Understanding the Cause of Repetitive Behaviour
When repetitive behaviour occurs try to discover the reason for the repetition. Usually there is an underlying anxiety that is driving this behaviour. As well, the time of day may have an impact. For example, late afternoons can be times of heightened anxiety for some individuals.
Challenging behaviour at the end of the day is referred to as sundowning. Individuals can become highly agitated and that can manifest as repetitive behaviour. While sundowning may be attributed to various causes, one possible cause is a lack of sufficient stimulation throughout the day. Ensure that your mom or dad has sufficient physical and mental exercise to bring them to the end of the day pleasantly tired.
There may also be a level of anxiety that comes to the forefront during certain sequences of events. For example, transitions can cause anxiety. Moving from a sitting room to a dining room, or from one activity to another, can cause unease. When it is difficult for an individual to process information or to express their emotions, their anxiety may exhibit as repetitive behaviour.
Identifying Triggers for Repetitive Behaviour
Repetition is usually caused by short-term memory issues but there are other contributing factors that may play a role. If you are experiencing repetitive behaviour with your loved one, ask yourself these questions:
- Are there a lot of different noises and competing stimulation in their environment? Alternatively, is there not enough stimulation?
Stimulation can be overwhelming and lead to sensory overload. This can cause the individual to find comfort in repetitive behaviour.
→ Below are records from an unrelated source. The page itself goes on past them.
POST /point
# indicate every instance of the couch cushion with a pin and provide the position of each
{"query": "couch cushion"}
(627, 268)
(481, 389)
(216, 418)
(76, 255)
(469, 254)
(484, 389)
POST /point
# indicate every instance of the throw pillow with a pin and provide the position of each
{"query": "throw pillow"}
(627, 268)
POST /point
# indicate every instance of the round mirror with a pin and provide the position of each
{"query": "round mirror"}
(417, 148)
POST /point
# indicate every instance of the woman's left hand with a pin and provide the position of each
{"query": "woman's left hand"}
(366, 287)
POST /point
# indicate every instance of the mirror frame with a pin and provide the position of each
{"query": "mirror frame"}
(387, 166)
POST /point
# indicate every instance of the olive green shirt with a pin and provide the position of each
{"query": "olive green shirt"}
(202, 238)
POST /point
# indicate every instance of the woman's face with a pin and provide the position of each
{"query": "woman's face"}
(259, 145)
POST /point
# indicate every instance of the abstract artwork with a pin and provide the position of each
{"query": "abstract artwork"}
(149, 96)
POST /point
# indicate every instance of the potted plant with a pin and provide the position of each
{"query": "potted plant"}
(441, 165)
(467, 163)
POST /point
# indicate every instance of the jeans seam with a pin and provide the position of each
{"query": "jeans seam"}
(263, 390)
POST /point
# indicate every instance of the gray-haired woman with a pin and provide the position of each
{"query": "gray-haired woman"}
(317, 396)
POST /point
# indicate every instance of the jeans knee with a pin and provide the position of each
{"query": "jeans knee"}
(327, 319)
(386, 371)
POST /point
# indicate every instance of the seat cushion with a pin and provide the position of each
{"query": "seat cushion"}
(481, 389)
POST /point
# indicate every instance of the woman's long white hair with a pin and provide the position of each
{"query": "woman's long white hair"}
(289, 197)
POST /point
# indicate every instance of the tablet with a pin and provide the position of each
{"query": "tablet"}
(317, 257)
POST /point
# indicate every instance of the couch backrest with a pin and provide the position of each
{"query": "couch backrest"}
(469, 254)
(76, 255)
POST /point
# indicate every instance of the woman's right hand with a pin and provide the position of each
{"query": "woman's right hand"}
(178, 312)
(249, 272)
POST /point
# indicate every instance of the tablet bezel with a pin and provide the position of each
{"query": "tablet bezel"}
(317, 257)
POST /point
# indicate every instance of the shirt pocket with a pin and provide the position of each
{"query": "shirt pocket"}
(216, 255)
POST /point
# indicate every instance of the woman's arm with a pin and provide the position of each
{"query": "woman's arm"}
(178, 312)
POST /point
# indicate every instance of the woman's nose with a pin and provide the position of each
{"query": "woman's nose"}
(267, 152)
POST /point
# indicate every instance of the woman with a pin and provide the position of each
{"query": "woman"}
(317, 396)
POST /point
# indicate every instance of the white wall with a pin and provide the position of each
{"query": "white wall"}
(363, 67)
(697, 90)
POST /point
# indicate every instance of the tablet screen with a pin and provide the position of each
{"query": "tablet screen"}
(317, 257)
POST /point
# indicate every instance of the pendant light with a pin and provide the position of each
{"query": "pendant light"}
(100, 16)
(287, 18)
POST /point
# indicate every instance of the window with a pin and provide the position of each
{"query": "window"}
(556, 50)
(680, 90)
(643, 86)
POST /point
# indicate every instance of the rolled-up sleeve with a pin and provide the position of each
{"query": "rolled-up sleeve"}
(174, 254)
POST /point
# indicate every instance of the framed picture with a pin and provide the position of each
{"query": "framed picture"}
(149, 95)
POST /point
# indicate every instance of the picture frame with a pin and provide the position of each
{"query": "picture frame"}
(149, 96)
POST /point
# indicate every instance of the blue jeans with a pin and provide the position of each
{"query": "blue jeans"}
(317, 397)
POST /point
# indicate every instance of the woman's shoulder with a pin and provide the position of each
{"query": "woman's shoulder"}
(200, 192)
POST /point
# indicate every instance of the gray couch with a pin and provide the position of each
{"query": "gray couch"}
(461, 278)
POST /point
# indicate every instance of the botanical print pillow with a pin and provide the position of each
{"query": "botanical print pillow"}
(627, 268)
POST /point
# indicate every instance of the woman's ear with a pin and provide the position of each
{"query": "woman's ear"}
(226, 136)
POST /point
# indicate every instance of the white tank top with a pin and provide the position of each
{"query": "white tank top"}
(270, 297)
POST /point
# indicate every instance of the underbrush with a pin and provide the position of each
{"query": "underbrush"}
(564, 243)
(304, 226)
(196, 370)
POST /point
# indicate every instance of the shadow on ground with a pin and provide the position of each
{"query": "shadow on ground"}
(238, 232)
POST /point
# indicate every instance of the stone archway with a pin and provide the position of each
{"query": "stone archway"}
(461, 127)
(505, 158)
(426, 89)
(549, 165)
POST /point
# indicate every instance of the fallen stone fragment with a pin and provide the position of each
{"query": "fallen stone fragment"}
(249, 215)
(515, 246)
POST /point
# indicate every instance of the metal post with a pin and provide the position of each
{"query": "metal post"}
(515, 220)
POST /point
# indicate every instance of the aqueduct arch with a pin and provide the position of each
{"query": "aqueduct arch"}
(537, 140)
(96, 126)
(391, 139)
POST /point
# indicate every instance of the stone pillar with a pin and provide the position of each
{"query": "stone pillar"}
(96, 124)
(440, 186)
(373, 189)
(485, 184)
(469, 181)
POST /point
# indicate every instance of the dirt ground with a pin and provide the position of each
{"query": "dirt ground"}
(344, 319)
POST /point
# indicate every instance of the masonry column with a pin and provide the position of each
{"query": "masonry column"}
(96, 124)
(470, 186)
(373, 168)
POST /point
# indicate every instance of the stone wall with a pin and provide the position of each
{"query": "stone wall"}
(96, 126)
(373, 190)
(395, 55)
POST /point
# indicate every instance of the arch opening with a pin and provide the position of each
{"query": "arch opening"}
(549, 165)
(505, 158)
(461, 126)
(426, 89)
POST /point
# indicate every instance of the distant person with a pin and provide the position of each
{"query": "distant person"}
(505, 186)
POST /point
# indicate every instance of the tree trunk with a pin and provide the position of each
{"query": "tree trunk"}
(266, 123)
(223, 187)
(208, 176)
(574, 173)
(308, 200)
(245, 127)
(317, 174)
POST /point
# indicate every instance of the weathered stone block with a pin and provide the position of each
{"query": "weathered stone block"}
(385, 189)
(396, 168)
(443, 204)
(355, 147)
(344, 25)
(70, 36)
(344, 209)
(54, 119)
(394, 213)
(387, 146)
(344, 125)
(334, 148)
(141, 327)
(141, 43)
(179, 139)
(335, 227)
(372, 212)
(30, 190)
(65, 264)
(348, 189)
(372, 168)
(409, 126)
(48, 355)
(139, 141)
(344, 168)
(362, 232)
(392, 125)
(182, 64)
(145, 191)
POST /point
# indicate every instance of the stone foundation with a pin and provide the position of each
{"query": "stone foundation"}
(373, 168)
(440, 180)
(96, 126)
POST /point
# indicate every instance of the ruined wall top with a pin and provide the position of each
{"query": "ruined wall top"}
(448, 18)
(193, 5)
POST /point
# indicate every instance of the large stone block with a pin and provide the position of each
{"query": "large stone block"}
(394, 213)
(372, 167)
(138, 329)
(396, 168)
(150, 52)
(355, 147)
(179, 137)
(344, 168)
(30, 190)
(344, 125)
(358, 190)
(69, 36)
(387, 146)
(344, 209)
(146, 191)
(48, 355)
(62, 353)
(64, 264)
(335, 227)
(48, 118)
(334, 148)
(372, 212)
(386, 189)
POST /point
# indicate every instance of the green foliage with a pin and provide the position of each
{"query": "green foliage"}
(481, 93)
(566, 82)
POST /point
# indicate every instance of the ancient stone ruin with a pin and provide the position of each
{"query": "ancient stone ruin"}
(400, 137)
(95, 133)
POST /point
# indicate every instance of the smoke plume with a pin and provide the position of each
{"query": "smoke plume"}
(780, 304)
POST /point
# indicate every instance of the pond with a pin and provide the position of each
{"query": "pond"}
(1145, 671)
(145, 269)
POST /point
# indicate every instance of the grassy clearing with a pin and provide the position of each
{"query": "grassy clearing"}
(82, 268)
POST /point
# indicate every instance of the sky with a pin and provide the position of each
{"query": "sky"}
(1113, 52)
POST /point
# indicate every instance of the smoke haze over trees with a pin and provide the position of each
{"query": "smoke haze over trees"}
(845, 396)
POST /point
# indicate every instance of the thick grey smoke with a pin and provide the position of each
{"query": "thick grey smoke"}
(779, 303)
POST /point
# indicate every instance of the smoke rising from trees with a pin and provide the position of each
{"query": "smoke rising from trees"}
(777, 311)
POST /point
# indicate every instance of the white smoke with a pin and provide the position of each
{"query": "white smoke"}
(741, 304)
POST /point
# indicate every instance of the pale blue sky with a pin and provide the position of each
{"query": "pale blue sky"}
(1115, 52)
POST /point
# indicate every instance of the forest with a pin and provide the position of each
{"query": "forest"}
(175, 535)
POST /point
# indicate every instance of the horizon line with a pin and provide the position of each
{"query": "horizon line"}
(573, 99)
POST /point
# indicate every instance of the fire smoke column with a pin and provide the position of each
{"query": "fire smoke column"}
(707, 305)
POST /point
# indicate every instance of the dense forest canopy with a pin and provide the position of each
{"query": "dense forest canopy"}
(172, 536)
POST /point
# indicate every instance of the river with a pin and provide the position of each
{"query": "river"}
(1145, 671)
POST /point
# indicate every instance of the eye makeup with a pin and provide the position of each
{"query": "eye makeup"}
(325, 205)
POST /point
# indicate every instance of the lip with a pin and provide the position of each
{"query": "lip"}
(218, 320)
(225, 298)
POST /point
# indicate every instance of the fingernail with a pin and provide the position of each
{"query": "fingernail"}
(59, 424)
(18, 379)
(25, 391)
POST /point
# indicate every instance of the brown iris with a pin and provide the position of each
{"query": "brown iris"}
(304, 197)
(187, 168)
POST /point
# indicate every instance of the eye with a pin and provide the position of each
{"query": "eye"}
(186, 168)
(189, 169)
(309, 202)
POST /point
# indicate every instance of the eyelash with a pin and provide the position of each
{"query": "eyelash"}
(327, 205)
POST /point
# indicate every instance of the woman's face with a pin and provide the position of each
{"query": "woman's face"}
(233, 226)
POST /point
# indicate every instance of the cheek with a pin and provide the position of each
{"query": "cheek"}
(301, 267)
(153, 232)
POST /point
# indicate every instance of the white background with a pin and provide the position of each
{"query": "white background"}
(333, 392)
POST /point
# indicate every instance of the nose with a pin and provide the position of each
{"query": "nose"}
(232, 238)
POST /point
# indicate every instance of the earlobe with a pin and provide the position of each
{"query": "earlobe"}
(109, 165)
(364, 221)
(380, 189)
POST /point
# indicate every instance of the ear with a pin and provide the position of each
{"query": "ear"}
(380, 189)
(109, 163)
Assess the situation and either increase or decrease the amount of stimulation as appropriate.
- Are there separation issues? Does the individual feel anxious about being separated from their primary caregiver?
Pay attention to whether the individual feels secure in their relationships with those they care about. Even though dementia is affecting the cognitive capacity of your mom or dad, they will still need to know that they are loved. When you are with them concentrate on giving them positive reinforcement and lots of affection.
- Are they feeling a loss of control and is that leading to a need for increased attention? Some repetitive behaviours may be a cry for attention.
The need for attention can be significant at this time in their lives. They may feel overwhelmed by the changes and need more attention, particularly if they are being transitioned to a new place of residence.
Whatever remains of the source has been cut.